Let me return to one of the early themes within this article. Solar modules are not a commoditised product. In fact, the performance of solar modules is moving forward at a rate never seen before within the industry. Mono wafers, bifacial modules, n-type substrates, better performance at elevated temperatures, reduced degradation, and so on.
For some time now, module suppliers have been pushing LCOE as the sales argument, not module $/W pricing. They are not wrong here. The only problem so far is that they have been the ones pushing this mostly to an end-sector still largely fixated on $/Wp-dc (monofacial power driven) at STC. This is not the world of modules today, especially within the utility segment.
At a minimum, it is LCOE driven. More accurately, it is simply RoI-based on yield over 25-40 years, all direct and indirect costs factored in.
Simply put, site returns can increase going forward year-on-year, even if $/Wp-dc module pricing stays constant.

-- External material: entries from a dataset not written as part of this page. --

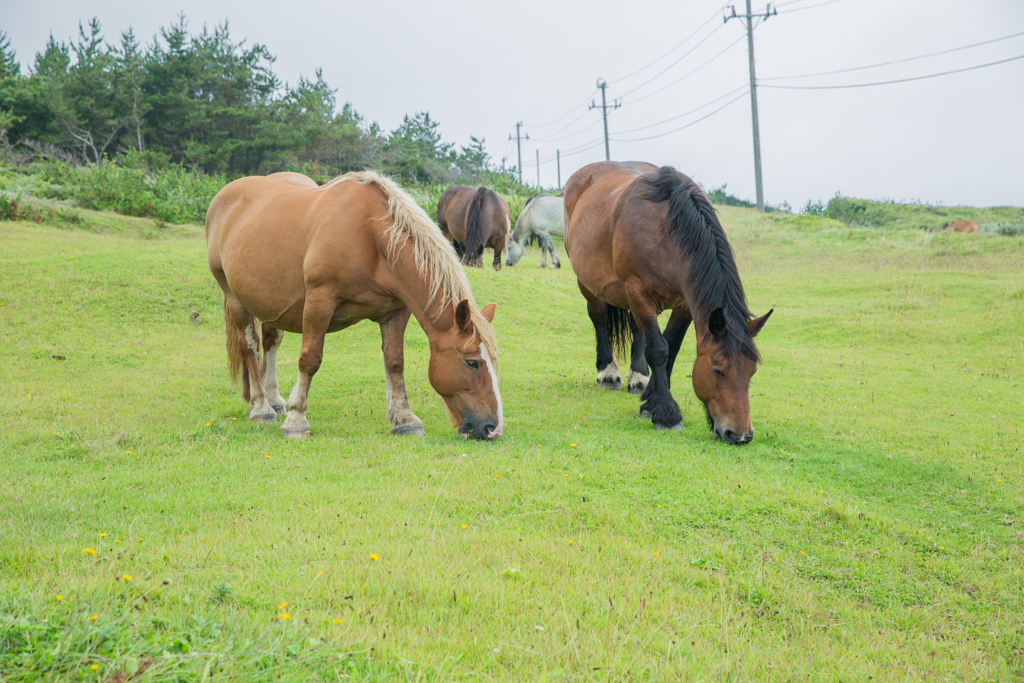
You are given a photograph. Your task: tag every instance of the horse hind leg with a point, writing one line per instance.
(271, 342)
(320, 306)
(243, 347)
(402, 420)
(607, 367)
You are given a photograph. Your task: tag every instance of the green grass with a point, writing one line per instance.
(866, 213)
(871, 529)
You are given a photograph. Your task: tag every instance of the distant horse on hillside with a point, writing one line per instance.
(473, 218)
(543, 216)
(644, 240)
(291, 256)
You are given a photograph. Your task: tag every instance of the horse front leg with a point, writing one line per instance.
(315, 318)
(657, 400)
(607, 367)
(675, 331)
(402, 420)
(639, 375)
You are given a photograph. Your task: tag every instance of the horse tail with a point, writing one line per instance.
(236, 361)
(620, 331)
(474, 237)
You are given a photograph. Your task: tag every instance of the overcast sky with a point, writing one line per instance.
(479, 68)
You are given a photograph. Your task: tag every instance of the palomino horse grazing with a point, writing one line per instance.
(643, 240)
(543, 216)
(306, 259)
(474, 218)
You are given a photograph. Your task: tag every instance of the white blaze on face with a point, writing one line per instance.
(498, 394)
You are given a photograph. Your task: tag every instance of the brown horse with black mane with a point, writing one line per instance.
(291, 256)
(643, 240)
(473, 218)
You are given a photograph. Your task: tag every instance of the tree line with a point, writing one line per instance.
(209, 103)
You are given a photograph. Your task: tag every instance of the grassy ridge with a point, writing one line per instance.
(866, 531)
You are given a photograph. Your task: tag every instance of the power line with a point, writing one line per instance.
(692, 123)
(565, 137)
(895, 61)
(901, 80)
(588, 147)
(570, 123)
(678, 45)
(680, 116)
(566, 115)
(800, 9)
(682, 78)
(684, 55)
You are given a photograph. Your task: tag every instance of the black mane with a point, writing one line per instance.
(713, 274)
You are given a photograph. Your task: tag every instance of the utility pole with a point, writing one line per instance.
(769, 11)
(518, 147)
(604, 113)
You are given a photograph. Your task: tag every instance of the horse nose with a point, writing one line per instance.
(734, 437)
(480, 429)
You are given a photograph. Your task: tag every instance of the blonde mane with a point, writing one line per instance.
(432, 253)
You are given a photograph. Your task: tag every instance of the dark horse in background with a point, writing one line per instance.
(643, 240)
(473, 218)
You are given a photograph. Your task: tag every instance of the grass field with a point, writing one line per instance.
(872, 530)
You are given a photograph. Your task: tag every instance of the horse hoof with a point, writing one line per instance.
(411, 429)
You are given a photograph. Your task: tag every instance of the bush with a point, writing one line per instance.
(174, 194)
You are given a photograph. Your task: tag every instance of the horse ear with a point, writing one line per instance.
(754, 327)
(488, 311)
(716, 324)
(462, 317)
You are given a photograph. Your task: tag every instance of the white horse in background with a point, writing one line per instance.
(544, 215)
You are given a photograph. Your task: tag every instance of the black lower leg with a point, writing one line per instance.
(658, 402)
(675, 331)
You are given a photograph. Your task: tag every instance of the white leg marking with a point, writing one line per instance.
(251, 339)
(498, 394)
(609, 377)
(637, 382)
(270, 385)
(296, 424)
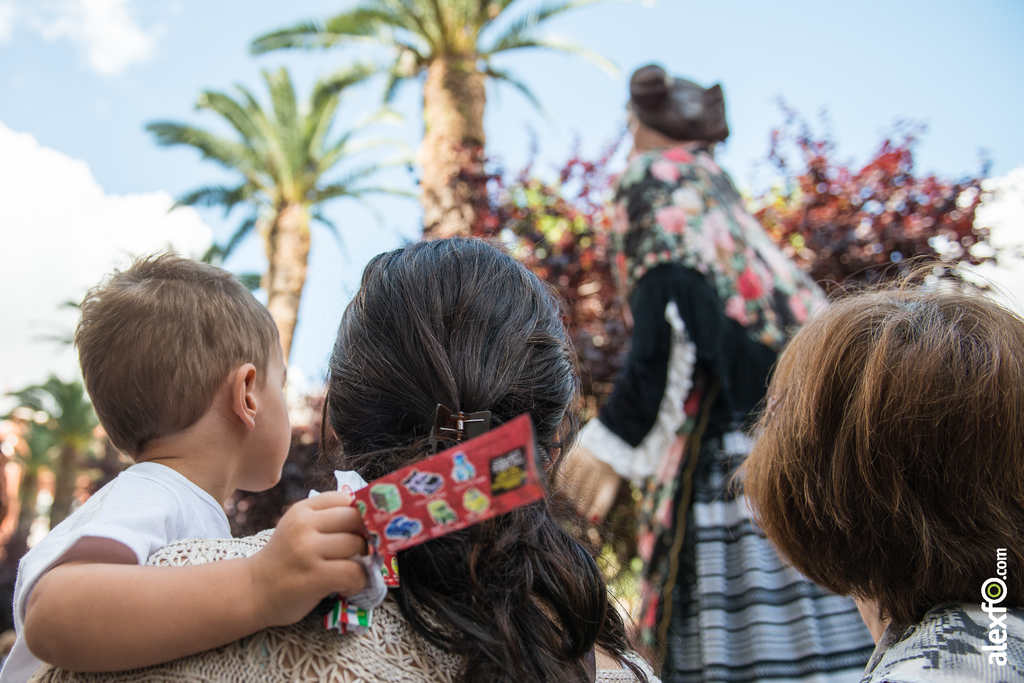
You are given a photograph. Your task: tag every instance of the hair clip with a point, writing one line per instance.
(451, 426)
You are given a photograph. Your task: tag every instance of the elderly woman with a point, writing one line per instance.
(516, 598)
(713, 300)
(891, 468)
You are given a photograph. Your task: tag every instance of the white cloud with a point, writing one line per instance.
(60, 233)
(105, 31)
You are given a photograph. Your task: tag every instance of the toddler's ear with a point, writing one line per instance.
(243, 394)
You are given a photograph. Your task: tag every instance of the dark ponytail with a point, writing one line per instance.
(457, 322)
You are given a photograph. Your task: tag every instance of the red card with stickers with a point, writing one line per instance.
(475, 480)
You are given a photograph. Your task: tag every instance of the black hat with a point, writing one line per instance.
(677, 108)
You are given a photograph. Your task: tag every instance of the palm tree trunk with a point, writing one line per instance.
(27, 495)
(17, 544)
(64, 486)
(287, 254)
(453, 184)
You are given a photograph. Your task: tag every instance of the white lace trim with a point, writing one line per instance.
(390, 652)
(642, 461)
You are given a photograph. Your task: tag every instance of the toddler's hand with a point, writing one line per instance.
(307, 558)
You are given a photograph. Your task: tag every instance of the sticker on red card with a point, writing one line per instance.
(483, 477)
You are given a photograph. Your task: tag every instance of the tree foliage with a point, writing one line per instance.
(843, 224)
(288, 165)
(418, 32)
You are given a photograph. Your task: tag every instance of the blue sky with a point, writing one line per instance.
(84, 81)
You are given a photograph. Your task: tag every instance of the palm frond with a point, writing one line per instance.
(251, 281)
(230, 155)
(417, 22)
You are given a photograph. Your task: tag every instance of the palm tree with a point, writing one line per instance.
(454, 43)
(284, 160)
(72, 422)
(39, 441)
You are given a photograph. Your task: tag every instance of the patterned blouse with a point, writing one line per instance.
(951, 643)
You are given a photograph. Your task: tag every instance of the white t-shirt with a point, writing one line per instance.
(146, 507)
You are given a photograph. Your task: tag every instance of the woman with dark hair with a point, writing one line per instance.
(890, 467)
(516, 598)
(713, 300)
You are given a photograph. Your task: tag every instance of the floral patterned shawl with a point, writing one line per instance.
(677, 206)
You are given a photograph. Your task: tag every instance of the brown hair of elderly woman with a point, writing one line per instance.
(890, 463)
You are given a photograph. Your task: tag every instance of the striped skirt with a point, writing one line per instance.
(737, 612)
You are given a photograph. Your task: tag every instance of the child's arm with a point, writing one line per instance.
(88, 614)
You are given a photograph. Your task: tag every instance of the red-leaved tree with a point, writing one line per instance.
(848, 225)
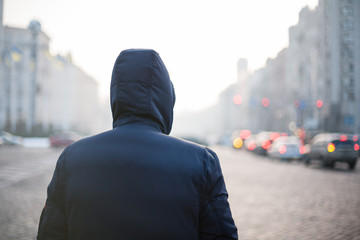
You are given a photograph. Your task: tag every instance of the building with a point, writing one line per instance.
(40, 93)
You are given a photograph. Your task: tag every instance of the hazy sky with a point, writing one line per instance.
(200, 41)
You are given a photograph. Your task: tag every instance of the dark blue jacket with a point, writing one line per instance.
(135, 181)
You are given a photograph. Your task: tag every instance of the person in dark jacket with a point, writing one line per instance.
(135, 181)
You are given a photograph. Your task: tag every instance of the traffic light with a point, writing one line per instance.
(237, 99)
(319, 103)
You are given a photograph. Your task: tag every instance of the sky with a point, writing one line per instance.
(200, 41)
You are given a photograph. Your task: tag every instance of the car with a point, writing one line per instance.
(286, 148)
(10, 139)
(250, 143)
(264, 140)
(63, 139)
(329, 148)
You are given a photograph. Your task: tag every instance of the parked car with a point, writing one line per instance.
(250, 143)
(9, 139)
(264, 140)
(63, 139)
(286, 148)
(330, 148)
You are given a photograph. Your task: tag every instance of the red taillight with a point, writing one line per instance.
(302, 149)
(282, 149)
(331, 147)
(343, 138)
(274, 136)
(251, 146)
(266, 144)
(356, 147)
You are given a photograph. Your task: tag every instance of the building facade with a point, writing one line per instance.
(40, 93)
(313, 84)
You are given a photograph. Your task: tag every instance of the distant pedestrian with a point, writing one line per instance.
(135, 181)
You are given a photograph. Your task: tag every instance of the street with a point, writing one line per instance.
(270, 199)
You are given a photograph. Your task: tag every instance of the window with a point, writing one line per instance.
(347, 38)
(347, 25)
(347, 11)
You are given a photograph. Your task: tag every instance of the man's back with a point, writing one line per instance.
(135, 181)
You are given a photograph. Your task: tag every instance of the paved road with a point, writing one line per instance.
(270, 199)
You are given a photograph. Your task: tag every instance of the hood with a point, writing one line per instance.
(141, 90)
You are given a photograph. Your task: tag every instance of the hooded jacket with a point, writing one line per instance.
(135, 181)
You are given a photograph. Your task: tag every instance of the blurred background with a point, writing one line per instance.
(254, 79)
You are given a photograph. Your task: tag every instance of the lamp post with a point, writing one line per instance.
(35, 29)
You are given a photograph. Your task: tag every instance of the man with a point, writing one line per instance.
(135, 181)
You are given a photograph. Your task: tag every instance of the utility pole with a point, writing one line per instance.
(35, 29)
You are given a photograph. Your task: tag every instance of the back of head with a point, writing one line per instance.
(141, 90)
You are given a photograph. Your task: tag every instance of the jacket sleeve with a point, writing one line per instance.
(216, 221)
(53, 224)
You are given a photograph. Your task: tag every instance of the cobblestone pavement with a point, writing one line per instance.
(269, 199)
(24, 176)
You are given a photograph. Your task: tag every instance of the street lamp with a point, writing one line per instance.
(35, 28)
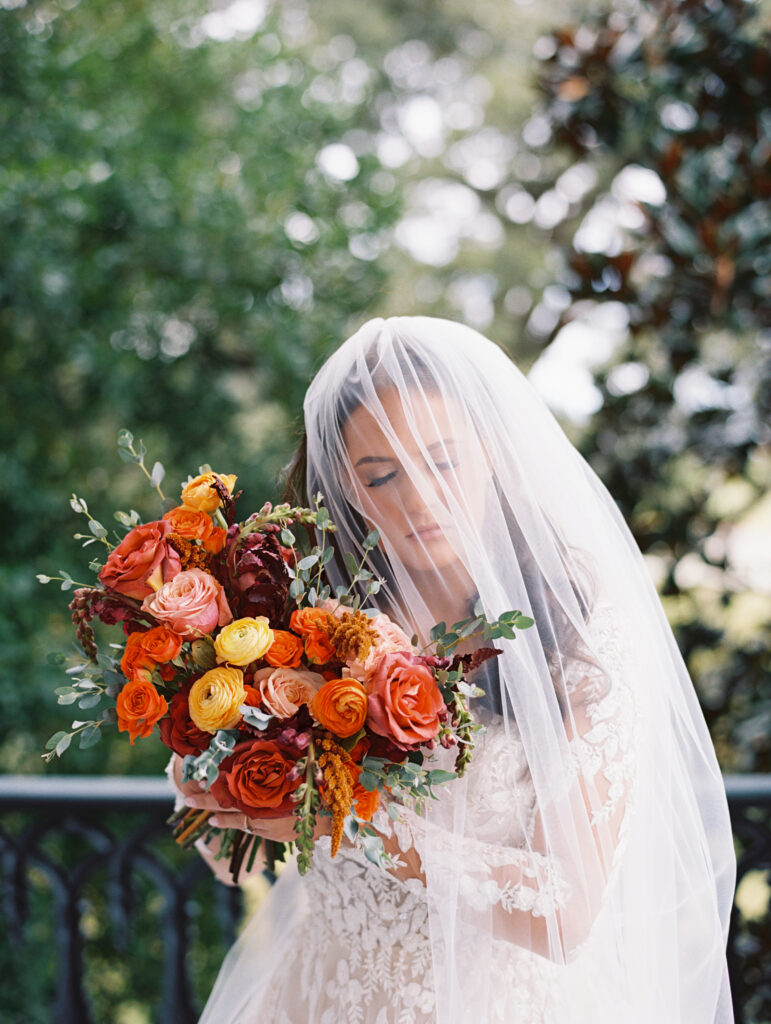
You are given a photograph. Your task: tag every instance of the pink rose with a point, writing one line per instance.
(142, 561)
(191, 604)
(283, 690)
(390, 638)
(404, 701)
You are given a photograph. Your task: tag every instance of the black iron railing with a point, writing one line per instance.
(60, 835)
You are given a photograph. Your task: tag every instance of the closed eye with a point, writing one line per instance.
(380, 480)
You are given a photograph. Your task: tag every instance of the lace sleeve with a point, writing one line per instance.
(505, 861)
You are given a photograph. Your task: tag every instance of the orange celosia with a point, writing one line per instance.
(139, 706)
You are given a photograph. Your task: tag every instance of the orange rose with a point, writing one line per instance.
(286, 650)
(161, 643)
(311, 625)
(136, 663)
(340, 706)
(194, 524)
(367, 802)
(404, 700)
(139, 706)
(258, 779)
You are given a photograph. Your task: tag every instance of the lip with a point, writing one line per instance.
(430, 532)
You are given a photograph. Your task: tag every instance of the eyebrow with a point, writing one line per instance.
(387, 458)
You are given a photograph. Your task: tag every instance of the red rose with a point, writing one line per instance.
(142, 561)
(255, 779)
(178, 730)
(404, 701)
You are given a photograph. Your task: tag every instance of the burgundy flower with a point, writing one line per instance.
(258, 574)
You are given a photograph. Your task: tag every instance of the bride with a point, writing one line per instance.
(583, 869)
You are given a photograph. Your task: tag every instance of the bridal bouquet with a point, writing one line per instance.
(282, 696)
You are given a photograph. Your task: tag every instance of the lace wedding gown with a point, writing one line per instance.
(349, 943)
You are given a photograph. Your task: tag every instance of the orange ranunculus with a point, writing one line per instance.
(161, 643)
(286, 650)
(194, 524)
(340, 706)
(199, 493)
(366, 802)
(136, 662)
(307, 621)
(139, 706)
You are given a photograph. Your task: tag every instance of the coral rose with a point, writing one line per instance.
(215, 698)
(178, 730)
(161, 643)
(136, 663)
(404, 701)
(367, 802)
(283, 690)
(194, 524)
(200, 495)
(142, 561)
(193, 604)
(390, 638)
(286, 650)
(244, 641)
(257, 779)
(341, 707)
(139, 706)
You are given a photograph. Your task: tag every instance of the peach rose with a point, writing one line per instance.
(283, 690)
(194, 524)
(142, 561)
(199, 493)
(340, 707)
(286, 650)
(193, 604)
(139, 706)
(215, 699)
(404, 701)
(390, 638)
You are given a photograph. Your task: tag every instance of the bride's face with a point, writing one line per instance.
(403, 475)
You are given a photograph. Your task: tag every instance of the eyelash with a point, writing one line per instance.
(380, 480)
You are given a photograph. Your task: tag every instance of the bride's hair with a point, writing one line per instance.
(560, 639)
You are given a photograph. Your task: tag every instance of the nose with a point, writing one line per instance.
(418, 489)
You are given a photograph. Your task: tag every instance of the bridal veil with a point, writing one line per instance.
(620, 873)
(583, 869)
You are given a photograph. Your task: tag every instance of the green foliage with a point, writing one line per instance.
(172, 256)
(680, 92)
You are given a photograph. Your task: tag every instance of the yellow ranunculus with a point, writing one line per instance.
(244, 641)
(214, 699)
(200, 495)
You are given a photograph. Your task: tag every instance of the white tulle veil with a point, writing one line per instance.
(620, 876)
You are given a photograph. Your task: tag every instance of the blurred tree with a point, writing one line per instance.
(182, 237)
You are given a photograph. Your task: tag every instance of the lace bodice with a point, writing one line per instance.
(374, 928)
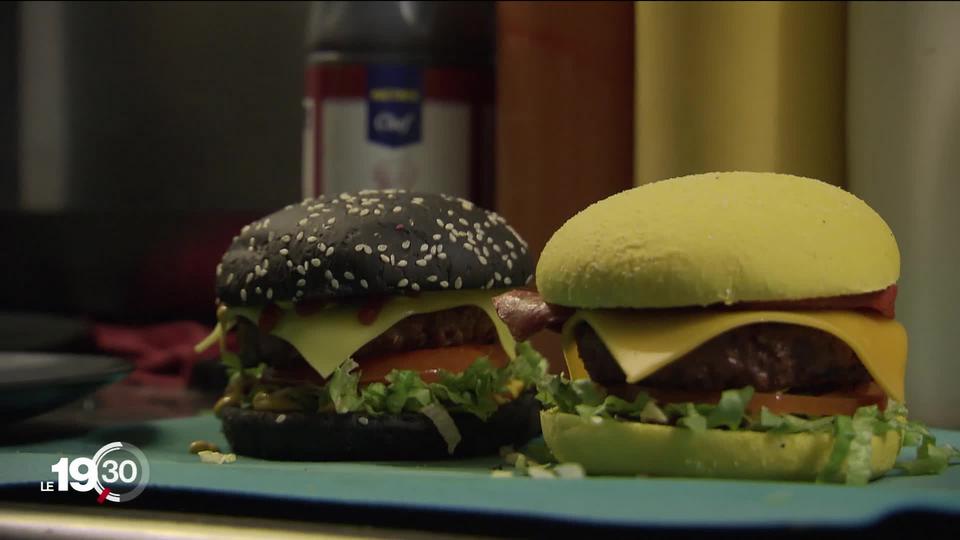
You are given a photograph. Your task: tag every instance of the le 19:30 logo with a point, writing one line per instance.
(118, 472)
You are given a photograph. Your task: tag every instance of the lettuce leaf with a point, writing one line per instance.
(479, 390)
(850, 458)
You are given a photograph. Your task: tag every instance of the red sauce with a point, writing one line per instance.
(371, 309)
(881, 302)
(269, 317)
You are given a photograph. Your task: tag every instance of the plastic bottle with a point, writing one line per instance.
(400, 95)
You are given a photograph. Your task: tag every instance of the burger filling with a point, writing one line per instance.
(435, 363)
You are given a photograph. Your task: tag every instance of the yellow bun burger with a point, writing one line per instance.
(732, 325)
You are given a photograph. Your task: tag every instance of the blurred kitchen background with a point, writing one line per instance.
(136, 138)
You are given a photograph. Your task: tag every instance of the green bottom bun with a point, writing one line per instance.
(613, 447)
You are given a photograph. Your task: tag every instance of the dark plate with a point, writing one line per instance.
(34, 383)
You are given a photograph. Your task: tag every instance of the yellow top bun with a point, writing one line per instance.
(718, 237)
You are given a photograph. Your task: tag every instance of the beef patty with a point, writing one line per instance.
(447, 328)
(768, 356)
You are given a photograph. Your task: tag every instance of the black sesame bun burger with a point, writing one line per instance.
(731, 325)
(365, 331)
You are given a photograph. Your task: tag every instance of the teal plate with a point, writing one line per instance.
(468, 486)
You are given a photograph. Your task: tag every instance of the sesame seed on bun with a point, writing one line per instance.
(371, 243)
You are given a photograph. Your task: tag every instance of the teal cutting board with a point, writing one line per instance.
(468, 486)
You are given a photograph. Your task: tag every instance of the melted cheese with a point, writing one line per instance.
(643, 342)
(330, 336)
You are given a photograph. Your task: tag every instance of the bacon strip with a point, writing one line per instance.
(525, 312)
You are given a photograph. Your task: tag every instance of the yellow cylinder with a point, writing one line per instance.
(739, 86)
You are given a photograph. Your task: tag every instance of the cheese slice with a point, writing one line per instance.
(643, 342)
(330, 336)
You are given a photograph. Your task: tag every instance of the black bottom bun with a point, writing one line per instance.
(296, 436)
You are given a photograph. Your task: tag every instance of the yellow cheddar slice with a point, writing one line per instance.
(330, 336)
(642, 342)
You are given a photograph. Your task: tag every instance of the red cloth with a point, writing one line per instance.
(163, 353)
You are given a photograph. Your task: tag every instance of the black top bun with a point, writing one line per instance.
(371, 243)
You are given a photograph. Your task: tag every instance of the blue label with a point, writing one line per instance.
(394, 97)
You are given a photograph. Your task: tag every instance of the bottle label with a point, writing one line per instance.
(377, 126)
(394, 105)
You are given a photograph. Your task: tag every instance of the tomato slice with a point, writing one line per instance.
(846, 402)
(428, 362)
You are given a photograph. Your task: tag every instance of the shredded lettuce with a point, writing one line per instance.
(849, 460)
(479, 390)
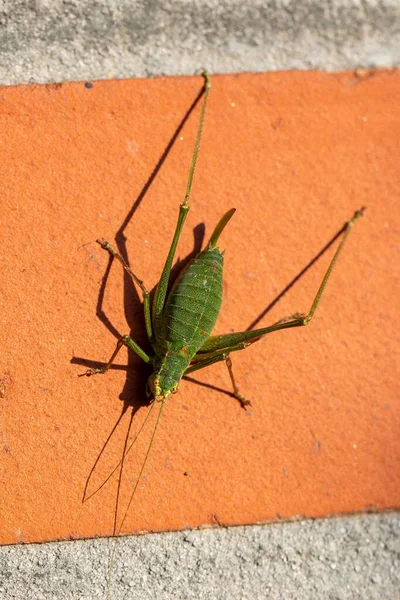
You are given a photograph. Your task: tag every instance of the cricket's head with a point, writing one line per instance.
(160, 386)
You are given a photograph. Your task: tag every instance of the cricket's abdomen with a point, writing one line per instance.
(194, 302)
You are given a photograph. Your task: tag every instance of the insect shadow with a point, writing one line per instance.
(132, 394)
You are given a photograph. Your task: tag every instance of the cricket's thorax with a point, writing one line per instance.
(168, 371)
(194, 302)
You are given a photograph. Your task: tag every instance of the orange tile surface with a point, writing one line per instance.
(296, 154)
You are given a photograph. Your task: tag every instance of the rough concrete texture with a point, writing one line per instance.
(50, 40)
(332, 559)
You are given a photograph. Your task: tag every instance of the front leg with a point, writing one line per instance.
(125, 340)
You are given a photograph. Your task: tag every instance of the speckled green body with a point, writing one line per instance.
(190, 313)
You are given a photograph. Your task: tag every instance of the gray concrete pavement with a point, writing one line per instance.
(347, 558)
(51, 40)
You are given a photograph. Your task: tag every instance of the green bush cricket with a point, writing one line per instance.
(179, 321)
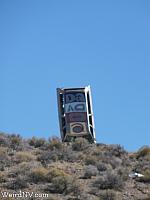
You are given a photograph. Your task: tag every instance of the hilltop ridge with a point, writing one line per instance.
(71, 171)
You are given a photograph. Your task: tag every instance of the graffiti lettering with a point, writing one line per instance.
(74, 97)
(75, 107)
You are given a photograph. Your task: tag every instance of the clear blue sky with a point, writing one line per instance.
(49, 44)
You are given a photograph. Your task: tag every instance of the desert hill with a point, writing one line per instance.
(49, 169)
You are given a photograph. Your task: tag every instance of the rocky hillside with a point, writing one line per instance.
(49, 169)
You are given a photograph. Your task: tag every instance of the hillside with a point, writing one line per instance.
(49, 169)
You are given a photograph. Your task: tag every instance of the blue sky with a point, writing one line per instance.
(50, 44)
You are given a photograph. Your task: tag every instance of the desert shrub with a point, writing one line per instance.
(55, 143)
(80, 144)
(36, 142)
(15, 141)
(123, 173)
(38, 174)
(90, 171)
(54, 172)
(108, 195)
(109, 181)
(49, 156)
(2, 177)
(4, 158)
(59, 184)
(24, 168)
(75, 188)
(24, 157)
(101, 166)
(116, 150)
(4, 142)
(90, 160)
(19, 183)
(142, 152)
(146, 177)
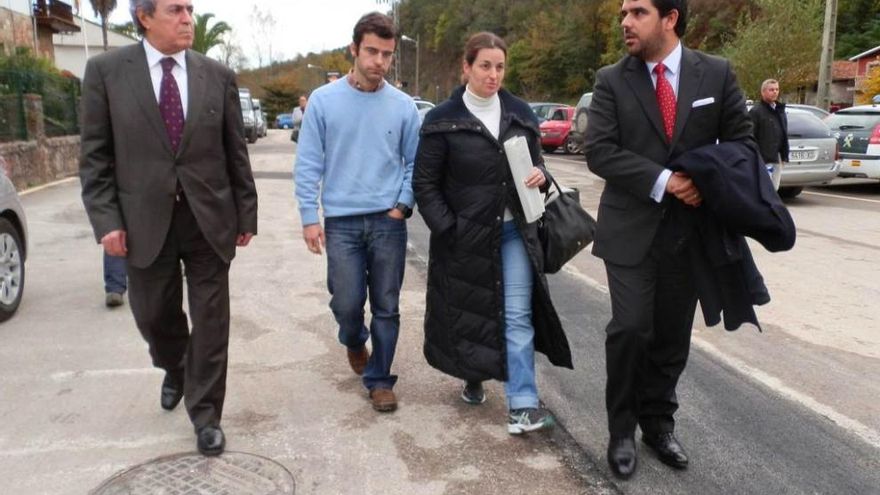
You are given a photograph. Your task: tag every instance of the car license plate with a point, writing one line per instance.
(802, 156)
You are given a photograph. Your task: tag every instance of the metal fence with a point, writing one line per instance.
(57, 105)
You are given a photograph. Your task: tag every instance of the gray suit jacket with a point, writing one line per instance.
(626, 144)
(129, 173)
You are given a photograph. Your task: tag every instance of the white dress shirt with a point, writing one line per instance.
(154, 59)
(673, 69)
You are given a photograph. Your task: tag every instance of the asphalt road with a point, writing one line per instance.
(772, 412)
(791, 410)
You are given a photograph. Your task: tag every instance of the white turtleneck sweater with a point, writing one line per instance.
(487, 111)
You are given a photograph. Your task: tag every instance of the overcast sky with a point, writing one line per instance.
(302, 26)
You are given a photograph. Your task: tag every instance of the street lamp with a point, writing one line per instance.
(416, 41)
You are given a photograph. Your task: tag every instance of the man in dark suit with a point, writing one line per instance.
(166, 179)
(770, 127)
(654, 104)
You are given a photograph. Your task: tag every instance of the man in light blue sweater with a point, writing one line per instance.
(356, 151)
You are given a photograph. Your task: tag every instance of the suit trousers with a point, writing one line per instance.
(156, 298)
(648, 338)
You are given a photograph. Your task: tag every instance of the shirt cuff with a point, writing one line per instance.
(660, 186)
(309, 217)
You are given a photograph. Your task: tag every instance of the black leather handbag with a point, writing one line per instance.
(565, 229)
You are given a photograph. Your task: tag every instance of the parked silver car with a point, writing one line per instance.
(579, 126)
(813, 157)
(13, 247)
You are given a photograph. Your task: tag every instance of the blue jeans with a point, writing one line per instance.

In fact, the delta only gets bigger if returns are hedged against wholesale energy prices that can only be trending upwards in coming years.
Perhaps it is better to secure supply now
Perhaps the best thing for developers, EPCs and investors (that are focused on adding gigawatts of new solar PV capacity in the coming years) can do is to simply secure supply now for 2023 and 2024 at today’s market price. Waiting for a sign that module pricing will decline may simply put them to be bottom of the queue for supply, and that 2023/2024 quickly becomes 2024/2025.
For those today – and out to the end of 2022 – that fixed in prices back in 2020 or the start of 2021, it should be a time of relative smugness. Assuming of course that your module supplier decided to honour the contract and did not resort to force-majeure and walk away from the supply arrangement.
Maybe the focus should be about how to optimize returns based on what the world will look like in 2023-2025, and just take the current module pricing as a given and move on.
Everyone will ultimately make their own call. Some will wait, and could just end up in the right place at the right time when there is some short-term need for a particular module supplier to offload product at a discounted rate. But for most, this luxury is not possible.